Los lábridos: una familia típicamente veraniega de nuestras costas. Primera parte.

Texto y fotos: Javier García-Egocheaga javier@granpesca.com

Antes de comenzar, conviene señalar que los lábridos más comunes de nuestras costas son: el durdo, pinto o maragota; el serrano, tordo o bodión; la julia o doncella; el gallano -o gayano-, o gallito real; y el tabernero o picón.

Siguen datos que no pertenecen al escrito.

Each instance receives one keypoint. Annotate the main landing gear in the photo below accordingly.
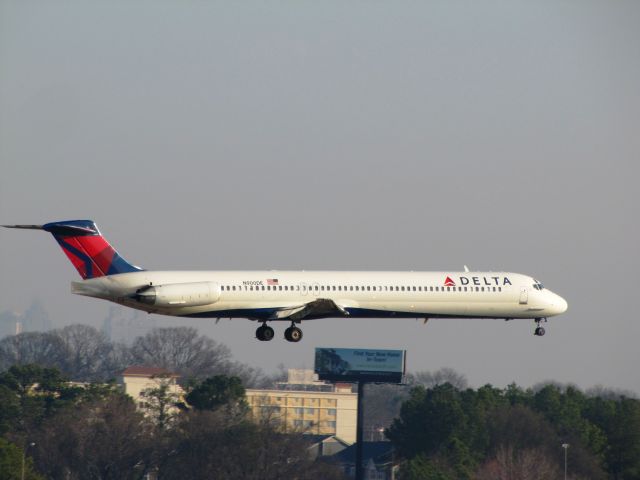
(539, 331)
(264, 333)
(293, 333)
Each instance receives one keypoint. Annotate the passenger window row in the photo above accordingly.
(357, 288)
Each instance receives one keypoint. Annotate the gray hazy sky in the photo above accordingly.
(338, 135)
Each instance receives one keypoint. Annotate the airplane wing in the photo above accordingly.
(321, 307)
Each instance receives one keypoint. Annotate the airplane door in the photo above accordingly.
(524, 296)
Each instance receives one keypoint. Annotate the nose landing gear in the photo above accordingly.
(539, 331)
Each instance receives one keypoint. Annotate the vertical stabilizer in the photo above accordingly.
(85, 247)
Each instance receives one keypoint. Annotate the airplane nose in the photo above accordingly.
(560, 305)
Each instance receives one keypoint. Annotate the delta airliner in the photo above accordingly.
(294, 296)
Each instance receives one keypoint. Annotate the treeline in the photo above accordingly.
(85, 354)
(444, 432)
(95, 432)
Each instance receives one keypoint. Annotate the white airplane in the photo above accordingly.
(292, 296)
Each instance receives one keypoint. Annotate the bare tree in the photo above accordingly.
(44, 349)
(105, 439)
(208, 445)
(181, 350)
(161, 401)
(512, 464)
(91, 355)
(439, 377)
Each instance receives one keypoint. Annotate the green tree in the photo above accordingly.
(422, 467)
(11, 462)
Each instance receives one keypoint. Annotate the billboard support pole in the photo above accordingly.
(359, 429)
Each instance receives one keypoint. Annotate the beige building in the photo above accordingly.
(312, 407)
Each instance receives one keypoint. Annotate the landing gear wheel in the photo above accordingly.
(539, 331)
(264, 333)
(293, 334)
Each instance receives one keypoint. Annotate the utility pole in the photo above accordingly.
(24, 454)
(565, 446)
(359, 435)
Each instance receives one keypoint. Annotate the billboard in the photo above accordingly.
(359, 364)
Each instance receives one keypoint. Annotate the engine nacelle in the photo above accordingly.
(192, 294)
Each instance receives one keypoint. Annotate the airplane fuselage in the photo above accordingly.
(261, 295)
(295, 296)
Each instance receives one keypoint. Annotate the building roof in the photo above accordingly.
(376, 451)
(142, 371)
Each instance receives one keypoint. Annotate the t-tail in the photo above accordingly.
(85, 246)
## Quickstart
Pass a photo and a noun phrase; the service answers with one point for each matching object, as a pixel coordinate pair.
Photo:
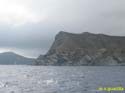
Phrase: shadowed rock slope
(84, 49)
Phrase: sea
(61, 79)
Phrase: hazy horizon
(28, 27)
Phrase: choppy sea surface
(64, 79)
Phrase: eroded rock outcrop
(84, 49)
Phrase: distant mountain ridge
(10, 58)
(85, 49)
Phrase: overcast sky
(28, 27)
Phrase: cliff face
(84, 49)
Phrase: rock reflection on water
(47, 79)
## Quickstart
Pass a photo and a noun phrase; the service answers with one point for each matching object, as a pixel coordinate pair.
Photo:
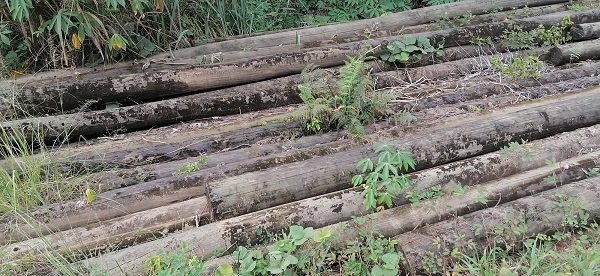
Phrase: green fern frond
(356, 128)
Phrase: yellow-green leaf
(90, 195)
(76, 41)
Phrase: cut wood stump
(585, 31)
(575, 52)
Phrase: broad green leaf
(409, 40)
(404, 56)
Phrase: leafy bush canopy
(54, 34)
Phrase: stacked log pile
(263, 176)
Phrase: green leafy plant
(591, 172)
(410, 48)
(383, 181)
(180, 262)
(346, 104)
(417, 195)
(445, 22)
(439, 2)
(192, 167)
(528, 67)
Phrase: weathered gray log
(225, 234)
(259, 190)
(146, 191)
(157, 171)
(483, 91)
(540, 210)
(507, 187)
(153, 194)
(390, 22)
(218, 103)
(575, 52)
(480, 19)
(246, 152)
(219, 57)
(152, 85)
(112, 234)
(585, 31)
(250, 97)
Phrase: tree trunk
(585, 31)
(158, 61)
(167, 83)
(542, 217)
(113, 234)
(234, 100)
(328, 210)
(259, 190)
(153, 194)
(574, 52)
(340, 31)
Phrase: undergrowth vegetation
(61, 34)
(506, 247)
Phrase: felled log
(405, 218)
(540, 210)
(574, 52)
(259, 190)
(153, 194)
(341, 31)
(335, 207)
(585, 31)
(234, 100)
(166, 83)
(112, 234)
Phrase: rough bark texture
(541, 218)
(245, 98)
(259, 190)
(228, 101)
(574, 52)
(112, 234)
(340, 206)
(585, 31)
(153, 194)
(152, 85)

Los lábridos son peces de fondo, pero que no viven pegados a él, como sería el caso de los peces planos, por ejemplo. Estos últimos se encuadrarían en lo que llamamos “bentónicos” propiamente. Es decir, que habitan en los lechos marinos sin separarse de allí, frecuentemente posados sobre el mismo, y cuando se desplazan o se alimentan, lo hacen también a ras de fondo.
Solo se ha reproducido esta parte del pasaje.